One staple sight during this real estate boom in Manhattan were construction barricades surrounding new building sites in almost all neighborhoods. Large panels of plywood wrapping whole city blocks showed digital renderings of what the building eventually would look like. At one point, there were so many of these sites that an ordinance was passed to severely limit the size of these printed sales messages, leaving empty plywood corridors in their place. The wide expanse of these empty barricades always seemed to me like a missed opportunity to utilize that space to visually communicate with a large audience.

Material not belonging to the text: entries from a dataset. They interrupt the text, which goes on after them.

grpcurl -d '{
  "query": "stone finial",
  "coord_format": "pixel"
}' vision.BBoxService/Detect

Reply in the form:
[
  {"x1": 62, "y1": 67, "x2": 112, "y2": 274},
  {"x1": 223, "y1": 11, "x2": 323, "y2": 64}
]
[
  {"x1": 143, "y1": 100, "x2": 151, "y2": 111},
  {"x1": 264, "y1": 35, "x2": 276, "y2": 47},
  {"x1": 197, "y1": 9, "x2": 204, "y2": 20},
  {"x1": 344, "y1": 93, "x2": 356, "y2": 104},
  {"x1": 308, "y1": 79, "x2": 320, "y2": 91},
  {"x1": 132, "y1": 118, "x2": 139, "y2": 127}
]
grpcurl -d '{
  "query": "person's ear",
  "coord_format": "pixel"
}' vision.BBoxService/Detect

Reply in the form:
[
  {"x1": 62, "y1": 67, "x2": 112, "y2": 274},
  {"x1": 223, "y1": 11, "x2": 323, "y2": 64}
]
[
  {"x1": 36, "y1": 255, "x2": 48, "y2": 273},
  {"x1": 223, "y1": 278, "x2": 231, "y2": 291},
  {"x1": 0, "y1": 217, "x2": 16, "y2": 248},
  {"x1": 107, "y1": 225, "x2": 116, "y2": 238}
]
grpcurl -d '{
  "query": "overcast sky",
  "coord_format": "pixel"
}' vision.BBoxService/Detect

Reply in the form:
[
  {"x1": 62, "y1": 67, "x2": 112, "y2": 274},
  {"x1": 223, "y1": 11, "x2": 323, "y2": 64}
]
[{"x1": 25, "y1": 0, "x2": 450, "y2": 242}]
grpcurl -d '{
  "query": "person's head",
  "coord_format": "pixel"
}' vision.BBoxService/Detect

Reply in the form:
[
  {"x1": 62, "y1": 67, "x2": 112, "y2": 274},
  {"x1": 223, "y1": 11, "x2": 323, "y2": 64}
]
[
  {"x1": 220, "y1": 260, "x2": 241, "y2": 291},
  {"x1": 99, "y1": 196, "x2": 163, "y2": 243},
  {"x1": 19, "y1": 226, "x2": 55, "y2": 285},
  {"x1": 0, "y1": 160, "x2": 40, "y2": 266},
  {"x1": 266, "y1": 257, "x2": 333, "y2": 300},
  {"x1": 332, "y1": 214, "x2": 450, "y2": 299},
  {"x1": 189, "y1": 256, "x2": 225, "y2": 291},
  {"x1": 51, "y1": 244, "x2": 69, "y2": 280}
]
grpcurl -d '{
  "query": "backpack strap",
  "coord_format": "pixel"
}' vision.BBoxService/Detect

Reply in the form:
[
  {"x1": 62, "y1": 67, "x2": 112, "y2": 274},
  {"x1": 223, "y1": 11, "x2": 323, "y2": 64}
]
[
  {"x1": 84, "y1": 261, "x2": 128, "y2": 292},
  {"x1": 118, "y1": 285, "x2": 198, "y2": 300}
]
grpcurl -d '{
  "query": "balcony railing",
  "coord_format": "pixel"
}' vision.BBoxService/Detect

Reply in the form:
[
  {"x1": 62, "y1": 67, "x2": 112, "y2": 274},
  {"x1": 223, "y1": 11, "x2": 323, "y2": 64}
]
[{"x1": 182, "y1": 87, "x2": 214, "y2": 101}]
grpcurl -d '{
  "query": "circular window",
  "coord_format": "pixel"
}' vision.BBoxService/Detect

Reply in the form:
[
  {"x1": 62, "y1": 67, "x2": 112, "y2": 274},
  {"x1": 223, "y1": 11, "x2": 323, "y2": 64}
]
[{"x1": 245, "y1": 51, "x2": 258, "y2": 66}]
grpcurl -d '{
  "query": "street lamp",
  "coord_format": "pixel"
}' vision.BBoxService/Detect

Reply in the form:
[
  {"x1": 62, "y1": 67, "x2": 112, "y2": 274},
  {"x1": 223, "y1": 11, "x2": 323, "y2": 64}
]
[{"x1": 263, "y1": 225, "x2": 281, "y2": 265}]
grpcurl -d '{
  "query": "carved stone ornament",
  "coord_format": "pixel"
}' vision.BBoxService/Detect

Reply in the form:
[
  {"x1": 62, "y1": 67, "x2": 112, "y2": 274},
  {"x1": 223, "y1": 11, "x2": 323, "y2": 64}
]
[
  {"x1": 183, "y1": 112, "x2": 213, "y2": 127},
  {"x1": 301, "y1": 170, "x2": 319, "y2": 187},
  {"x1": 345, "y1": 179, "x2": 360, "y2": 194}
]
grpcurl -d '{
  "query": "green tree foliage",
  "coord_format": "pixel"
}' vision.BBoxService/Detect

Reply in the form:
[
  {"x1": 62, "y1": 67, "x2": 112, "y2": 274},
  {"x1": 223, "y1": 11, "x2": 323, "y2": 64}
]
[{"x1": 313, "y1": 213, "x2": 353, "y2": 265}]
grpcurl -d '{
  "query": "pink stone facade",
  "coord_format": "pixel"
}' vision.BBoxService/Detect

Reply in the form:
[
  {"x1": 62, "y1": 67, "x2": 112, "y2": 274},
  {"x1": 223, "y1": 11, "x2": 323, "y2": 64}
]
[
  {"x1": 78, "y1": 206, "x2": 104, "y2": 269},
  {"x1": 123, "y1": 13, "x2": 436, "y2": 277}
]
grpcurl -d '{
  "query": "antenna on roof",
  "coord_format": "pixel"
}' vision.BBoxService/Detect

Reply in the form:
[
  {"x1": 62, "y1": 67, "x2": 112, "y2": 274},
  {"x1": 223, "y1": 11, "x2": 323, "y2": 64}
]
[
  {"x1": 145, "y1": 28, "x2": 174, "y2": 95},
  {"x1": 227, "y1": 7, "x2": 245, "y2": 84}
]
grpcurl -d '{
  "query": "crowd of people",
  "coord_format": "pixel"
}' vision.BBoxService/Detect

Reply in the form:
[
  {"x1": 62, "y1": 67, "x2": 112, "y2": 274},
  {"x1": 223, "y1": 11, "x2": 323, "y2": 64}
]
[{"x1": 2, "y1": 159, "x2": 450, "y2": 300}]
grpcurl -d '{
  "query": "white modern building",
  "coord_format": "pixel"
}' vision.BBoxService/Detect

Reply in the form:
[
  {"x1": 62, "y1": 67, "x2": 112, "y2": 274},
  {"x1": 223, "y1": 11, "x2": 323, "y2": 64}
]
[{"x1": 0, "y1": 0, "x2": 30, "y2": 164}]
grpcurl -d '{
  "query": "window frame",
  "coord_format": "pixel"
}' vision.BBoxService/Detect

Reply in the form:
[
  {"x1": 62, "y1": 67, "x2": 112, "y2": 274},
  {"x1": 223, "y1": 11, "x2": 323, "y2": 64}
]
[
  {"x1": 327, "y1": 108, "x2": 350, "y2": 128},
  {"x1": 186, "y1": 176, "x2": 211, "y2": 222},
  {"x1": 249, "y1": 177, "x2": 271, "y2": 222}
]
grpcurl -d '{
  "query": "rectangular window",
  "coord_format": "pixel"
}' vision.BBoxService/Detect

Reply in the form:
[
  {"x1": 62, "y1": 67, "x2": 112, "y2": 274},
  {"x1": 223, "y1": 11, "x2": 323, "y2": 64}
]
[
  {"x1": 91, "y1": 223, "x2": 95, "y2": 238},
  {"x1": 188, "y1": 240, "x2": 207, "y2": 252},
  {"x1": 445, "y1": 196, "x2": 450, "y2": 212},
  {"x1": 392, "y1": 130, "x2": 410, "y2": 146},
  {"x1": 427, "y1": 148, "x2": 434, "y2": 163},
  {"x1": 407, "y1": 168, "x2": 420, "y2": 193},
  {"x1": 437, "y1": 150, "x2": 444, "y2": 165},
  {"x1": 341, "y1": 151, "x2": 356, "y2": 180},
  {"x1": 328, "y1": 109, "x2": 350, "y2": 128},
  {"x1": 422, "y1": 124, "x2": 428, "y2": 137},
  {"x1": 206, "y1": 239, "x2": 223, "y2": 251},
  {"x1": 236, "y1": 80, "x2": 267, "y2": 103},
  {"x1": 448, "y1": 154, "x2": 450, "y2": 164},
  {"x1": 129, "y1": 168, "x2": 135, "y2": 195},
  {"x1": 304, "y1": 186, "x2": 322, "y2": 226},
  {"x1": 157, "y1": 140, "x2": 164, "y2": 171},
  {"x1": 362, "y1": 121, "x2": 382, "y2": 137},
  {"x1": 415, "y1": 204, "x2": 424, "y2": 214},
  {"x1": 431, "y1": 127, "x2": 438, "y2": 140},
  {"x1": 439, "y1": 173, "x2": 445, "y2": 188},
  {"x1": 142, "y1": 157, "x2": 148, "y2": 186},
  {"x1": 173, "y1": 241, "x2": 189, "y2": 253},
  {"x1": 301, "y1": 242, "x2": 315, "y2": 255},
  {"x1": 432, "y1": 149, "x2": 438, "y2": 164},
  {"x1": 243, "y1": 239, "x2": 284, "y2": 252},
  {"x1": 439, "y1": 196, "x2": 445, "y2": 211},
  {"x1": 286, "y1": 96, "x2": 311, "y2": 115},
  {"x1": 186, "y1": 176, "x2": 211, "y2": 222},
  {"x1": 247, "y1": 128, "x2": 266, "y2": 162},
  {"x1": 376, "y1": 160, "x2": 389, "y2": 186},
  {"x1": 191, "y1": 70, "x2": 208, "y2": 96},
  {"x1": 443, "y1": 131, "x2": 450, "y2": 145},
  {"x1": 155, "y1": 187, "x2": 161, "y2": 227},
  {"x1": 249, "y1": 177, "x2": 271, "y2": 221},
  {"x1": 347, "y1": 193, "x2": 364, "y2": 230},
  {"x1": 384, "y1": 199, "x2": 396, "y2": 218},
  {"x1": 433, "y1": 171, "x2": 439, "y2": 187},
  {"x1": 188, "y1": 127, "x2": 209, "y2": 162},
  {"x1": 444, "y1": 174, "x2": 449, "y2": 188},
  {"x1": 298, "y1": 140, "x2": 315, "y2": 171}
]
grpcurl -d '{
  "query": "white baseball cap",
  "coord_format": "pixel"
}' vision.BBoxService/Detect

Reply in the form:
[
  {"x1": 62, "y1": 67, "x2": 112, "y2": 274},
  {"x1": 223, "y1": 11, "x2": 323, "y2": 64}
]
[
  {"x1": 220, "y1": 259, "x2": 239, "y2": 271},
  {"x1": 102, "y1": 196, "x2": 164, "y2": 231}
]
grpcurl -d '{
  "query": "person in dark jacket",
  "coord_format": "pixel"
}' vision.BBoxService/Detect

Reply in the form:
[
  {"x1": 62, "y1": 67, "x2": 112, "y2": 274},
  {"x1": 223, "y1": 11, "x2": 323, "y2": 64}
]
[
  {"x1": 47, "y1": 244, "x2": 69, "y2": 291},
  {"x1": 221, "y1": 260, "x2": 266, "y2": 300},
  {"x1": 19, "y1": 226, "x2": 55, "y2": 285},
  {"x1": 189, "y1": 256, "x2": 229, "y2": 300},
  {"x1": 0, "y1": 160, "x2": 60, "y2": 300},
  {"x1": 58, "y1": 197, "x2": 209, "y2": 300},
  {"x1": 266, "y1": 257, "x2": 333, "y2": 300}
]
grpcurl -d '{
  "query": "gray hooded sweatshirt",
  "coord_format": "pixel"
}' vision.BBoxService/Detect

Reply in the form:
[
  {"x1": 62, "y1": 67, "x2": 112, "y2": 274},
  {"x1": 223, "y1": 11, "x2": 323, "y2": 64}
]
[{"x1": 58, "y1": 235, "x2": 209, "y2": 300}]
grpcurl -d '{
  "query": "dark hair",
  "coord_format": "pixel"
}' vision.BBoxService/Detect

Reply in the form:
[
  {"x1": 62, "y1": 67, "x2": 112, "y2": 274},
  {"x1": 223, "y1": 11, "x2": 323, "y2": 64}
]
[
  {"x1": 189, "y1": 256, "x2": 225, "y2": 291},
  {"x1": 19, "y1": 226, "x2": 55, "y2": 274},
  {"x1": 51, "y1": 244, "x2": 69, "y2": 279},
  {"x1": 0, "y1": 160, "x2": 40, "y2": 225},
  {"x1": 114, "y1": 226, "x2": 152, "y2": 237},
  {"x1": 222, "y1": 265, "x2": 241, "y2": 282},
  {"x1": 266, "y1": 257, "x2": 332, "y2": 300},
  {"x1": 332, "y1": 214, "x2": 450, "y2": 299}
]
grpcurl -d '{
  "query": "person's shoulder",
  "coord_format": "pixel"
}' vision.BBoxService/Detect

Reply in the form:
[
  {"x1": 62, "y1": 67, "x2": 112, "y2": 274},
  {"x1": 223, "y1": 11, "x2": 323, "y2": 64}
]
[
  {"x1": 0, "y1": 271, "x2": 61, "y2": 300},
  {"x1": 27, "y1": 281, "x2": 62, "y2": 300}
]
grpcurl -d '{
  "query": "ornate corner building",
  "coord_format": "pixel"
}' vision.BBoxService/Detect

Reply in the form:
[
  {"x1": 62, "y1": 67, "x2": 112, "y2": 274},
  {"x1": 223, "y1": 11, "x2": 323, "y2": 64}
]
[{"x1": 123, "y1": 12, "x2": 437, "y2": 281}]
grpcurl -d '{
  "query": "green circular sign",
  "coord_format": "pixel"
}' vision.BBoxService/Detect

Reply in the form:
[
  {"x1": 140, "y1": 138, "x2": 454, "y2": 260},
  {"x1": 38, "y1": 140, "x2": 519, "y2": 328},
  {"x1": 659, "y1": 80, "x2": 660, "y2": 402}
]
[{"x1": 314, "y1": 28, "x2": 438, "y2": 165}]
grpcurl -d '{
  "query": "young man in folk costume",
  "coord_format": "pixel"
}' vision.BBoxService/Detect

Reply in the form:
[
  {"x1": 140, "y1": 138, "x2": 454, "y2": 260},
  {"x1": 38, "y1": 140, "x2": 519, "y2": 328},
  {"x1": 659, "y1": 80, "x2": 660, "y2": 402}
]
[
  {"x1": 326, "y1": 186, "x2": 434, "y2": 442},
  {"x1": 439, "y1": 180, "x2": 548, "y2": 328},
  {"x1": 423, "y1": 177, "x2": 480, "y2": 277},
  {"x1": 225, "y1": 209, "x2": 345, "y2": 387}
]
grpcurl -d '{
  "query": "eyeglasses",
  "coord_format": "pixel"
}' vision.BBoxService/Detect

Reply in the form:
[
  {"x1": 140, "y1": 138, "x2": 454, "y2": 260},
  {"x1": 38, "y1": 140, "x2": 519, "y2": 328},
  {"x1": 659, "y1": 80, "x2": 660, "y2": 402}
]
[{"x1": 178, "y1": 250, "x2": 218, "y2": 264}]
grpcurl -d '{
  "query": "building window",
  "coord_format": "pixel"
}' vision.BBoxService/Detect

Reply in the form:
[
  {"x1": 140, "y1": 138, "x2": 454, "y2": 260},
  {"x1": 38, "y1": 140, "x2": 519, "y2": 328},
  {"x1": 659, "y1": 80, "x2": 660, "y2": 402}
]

Fortunately, not-for-profit art organizations in the city saw these construction sites as a golden opportunity to interact with the public through art installations while providing essential support to artists. The Downtown Alliance is one of my favorite such organizations and through its public art program Re:Construction identifies sites in Lower Manhattan and creates alliances between developers, curators and artists to bring the most thought-provoking art to the public. Their goal is to “recast construction sites as canvasses for innovative public art and architecture with original and whimsical design.”
In January 2010, we completed the installation of one of their largest barricades on 99 Church Street, a site where Silverstein Properties is building the tallest residential building and hotel tower in the city. Silverstein is one of the most visionary developers in the city whose commitment to rebuilding Lower Manhattan is unprecedented. Having personally suffered the loss of the most prized possession in their portfolio, the WTC towers, their commitment to rebuilding Lower Manhattan is driven by personal passion.
The artist who created this barricade is Israeli-born photographer Maya Barkai. For this installation, called “Walking Men 99,” Barkai joined together photographs of 99 pedestrian traffic light icons from cities around the world. These images were created with the astonishing “crowd-sourcing” potential of the web. Barkai established a website where she asked people to submit photographs of walking men all over the world and then she put them together by city. Most of us who have seen these walking signs all around in our travels and perhaps even marveled at some of the unique ones have forgotten them when we left those places. It’s a wonderful treat to be reintroduced to this diversity of a familiar concept from around the world—a great way to see how far a single idea travels and unites us all. What other place than Lower Manhattan, close to the WTC, to display such a strong symbol of unity.
The curators Ayelet Daniele Aldouby and Elinor Milchan from Artea Projects organized this public installation and described the motivation behind this work: “Maya realized that not only does the symbol exist in every city, but she discovered that many of them are different. In Dresden, there’s a walking girl, and in Fredericia, Denmark, a soldier. East Berlin has a little man wearing a hat. She also has images of the silhouette of Hans Christian Andersen, the traffic symbol for Odense, Denmark, and Sophie, a pony-tailed female traffic sign in Utrecht, the Netherlands.”